Yambasu described the 2019 special conference as a “catastrophe” and a “poor witness of who we are as United Methodists.” He said he returned to Sierra Leone “devastated.” American United Methodists had presented a “galaxy of plans, but none of these plans to us seem to provide the answer to the situation.” That summer, still hoping for a solution, he called a meeting of several bishops from outside the United States and leaders from several advocacy groups. Following his leadership, a small group negotiated with the help of a professional mediator through the remainder of the year, finally agreeing unanimously on a proposal to resolve the major conflicts by restructuring the church through separation. The agreement would allow each part of the Church to remain true to its theological understanding, while recognizing the dignity, equality, integrity, and respect of every person.

The agreement was to be presented for possible approval at the next General Conference, originally scheduled for May 2020, until the COVID-19 pandemic interfered. At the date of Yambasu's death, the proposal had not yet been approved.

Bishop Yambasu was president of the Africa College of Bishops of The United Methodist Church. He had been elected Chancellor of Africa University shortly before his death. Africa University announced the establishment of an endowment for scholarships in memory of Bishop Yambasu, to support at least one student each year in the area of peace, leadership and governance.

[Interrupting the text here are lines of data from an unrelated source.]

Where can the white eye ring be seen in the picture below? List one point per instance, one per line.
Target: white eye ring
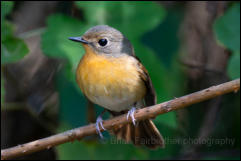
(103, 42)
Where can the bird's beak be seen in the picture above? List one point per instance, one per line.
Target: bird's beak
(78, 39)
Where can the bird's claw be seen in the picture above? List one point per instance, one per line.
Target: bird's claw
(131, 113)
(99, 124)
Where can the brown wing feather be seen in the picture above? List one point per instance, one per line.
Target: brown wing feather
(150, 97)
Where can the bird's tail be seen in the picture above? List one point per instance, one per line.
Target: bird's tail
(143, 133)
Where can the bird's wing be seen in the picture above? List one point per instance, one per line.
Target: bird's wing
(150, 97)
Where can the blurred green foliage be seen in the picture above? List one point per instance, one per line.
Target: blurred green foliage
(227, 30)
(12, 48)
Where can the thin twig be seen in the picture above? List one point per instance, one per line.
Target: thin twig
(141, 114)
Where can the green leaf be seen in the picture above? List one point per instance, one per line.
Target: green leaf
(6, 8)
(234, 66)
(55, 42)
(13, 48)
(2, 90)
(227, 28)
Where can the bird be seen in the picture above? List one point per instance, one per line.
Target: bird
(110, 75)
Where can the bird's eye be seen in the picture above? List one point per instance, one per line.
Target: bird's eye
(102, 42)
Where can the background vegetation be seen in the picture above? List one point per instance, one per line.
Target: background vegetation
(39, 95)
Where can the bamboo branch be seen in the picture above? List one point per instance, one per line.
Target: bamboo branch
(141, 114)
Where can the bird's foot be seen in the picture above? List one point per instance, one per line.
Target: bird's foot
(131, 113)
(98, 124)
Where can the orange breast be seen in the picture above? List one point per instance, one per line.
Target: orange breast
(113, 83)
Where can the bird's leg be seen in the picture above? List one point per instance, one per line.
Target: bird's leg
(131, 113)
(99, 122)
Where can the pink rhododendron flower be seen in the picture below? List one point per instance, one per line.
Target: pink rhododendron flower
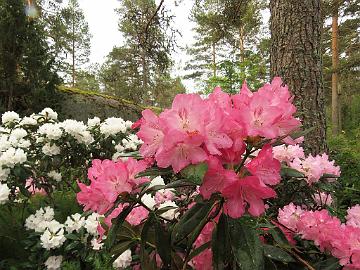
(109, 179)
(353, 216)
(180, 156)
(246, 191)
(151, 133)
(315, 167)
(30, 186)
(287, 153)
(323, 198)
(289, 216)
(216, 178)
(265, 167)
(137, 215)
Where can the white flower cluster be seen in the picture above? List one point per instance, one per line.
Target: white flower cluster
(32, 139)
(53, 232)
(124, 260)
(4, 193)
(163, 198)
(54, 262)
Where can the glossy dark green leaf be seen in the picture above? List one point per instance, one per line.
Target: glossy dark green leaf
(329, 264)
(120, 248)
(245, 245)
(162, 241)
(116, 224)
(190, 220)
(277, 254)
(145, 260)
(221, 244)
(195, 173)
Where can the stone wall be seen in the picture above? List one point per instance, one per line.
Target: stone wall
(81, 105)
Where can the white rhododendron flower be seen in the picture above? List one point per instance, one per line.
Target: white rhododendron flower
(39, 221)
(171, 213)
(113, 126)
(50, 150)
(74, 223)
(4, 173)
(124, 260)
(12, 156)
(96, 245)
(49, 113)
(4, 193)
(53, 236)
(92, 223)
(53, 262)
(55, 175)
(9, 117)
(28, 121)
(50, 131)
(149, 201)
(92, 122)
(18, 133)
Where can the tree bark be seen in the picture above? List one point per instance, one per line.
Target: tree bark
(73, 47)
(214, 58)
(296, 57)
(241, 43)
(335, 121)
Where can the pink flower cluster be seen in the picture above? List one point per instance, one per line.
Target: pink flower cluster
(327, 232)
(312, 167)
(215, 130)
(195, 129)
(315, 167)
(110, 179)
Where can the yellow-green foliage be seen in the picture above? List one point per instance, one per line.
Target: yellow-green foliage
(71, 90)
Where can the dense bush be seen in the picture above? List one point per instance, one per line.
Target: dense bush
(221, 183)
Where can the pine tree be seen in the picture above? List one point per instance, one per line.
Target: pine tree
(27, 72)
(296, 57)
(140, 69)
(74, 31)
(229, 45)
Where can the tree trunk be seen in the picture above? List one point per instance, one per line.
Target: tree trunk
(335, 72)
(296, 57)
(214, 58)
(241, 43)
(73, 49)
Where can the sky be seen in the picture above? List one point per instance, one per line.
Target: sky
(103, 24)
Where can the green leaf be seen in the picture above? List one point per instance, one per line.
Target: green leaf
(195, 173)
(72, 236)
(191, 220)
(120, 248)
(174, 184)
(144, 255)
(290, 172)
(245, 245)
(329, 264)
(221, 243)
(117, 222)
(200, 249)
(277, 254)
(162, 242)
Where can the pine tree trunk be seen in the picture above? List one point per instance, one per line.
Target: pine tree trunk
(73, 50)
(335, 121)
(296, 57)
(214, 58)
(241, 43)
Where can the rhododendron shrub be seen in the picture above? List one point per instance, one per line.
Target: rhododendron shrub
(39, 153)
(206, 190)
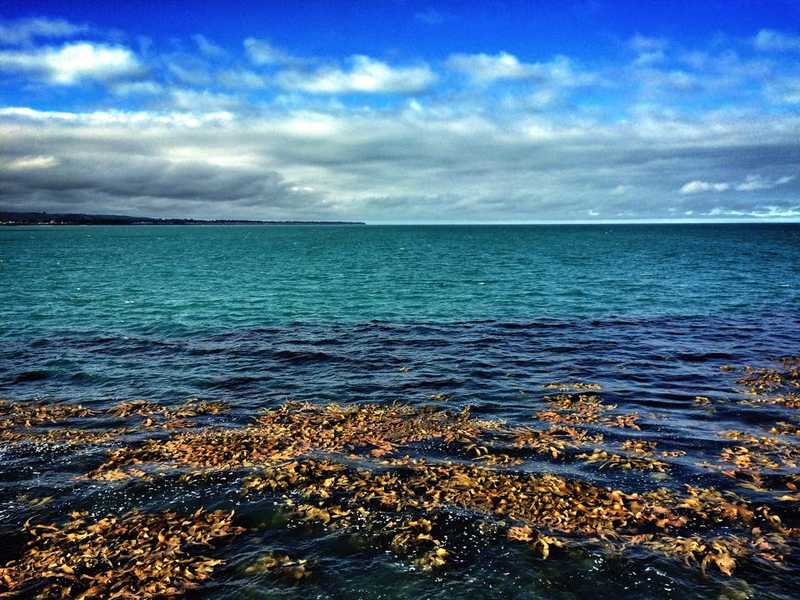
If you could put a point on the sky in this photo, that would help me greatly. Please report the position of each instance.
(402, 112)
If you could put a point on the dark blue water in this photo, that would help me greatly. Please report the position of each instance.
(482, 316)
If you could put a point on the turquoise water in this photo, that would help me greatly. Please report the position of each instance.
(173, 279)
(482, 316)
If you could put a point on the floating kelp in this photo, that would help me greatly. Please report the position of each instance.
(606, 459)
(293, 430)
(138, 555)
(357, 469)
(554, 440)
(280, 565)
(577, 387)
(544, 510)
(30, 414)
(65, 436)
(583, 409)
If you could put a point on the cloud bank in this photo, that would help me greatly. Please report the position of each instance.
(261, 131)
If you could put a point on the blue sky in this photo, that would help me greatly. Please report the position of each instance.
(403, 111)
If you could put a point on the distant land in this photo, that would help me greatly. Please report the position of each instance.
(44, 218)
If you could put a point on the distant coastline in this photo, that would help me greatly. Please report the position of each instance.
(44, 218)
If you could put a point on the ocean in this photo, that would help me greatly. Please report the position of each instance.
(670, 346)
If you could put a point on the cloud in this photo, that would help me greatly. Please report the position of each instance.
(207, 47)
(642, 43)
(261, 52)
(752, 183)
(435, 162)
(242, 78)
(259, 133)
(430, 16)
(785, 91)
(136, 88)
(697, 186)
(26, 163)
(769, 40)
(366, 75)
(484, 69)
(755, 183)
(24, 31)
(72, 63)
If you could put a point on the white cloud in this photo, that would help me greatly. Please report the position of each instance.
(697, 186)
(366, 75)
(31, 162)
(642, 43)
(73, 62)
(242, 78)
(207, 47)
(261, 52)
(484, 69)
(755, 183)
(784, 91)
(769, 40)
(430, 16)
(751, 183)
(25, 31)
(205, 101)
(136, 88)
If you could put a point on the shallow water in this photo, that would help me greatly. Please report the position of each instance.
(455, 316)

==Personal life and death==
John Yambasu was married to Millicent Yambasu. They have five children: Rebecca, Adima, John, Emmanuel and Elizabeth. Their daughters Adima, Rebecca, and Elizabeth as well as foster daughter Janet Kalma Thorley each earned degrees from Africa University between 2014 and 2020.

On August 16, 2020, while Bishop Yambasu was traveling to preach at the funeral of a retired colleague, an oncoming vehicle collided head-on, killing him and severely injuring his driver. The other driver, Mohamed Allie Saw, was a mechanic taking a Toyota Land Cruiser to be serviced in a garage across town, according to police reports. Saw lost control of the vehicle, which jumped the median and slammed into Yambasu's car. Saw was not injured and fled the scene, but members of the Toyota owner's family brought him to police later and he was charged with several offenses. The bishop's driver, Abdul T. Kamara, was discharged from hospital to recover at home.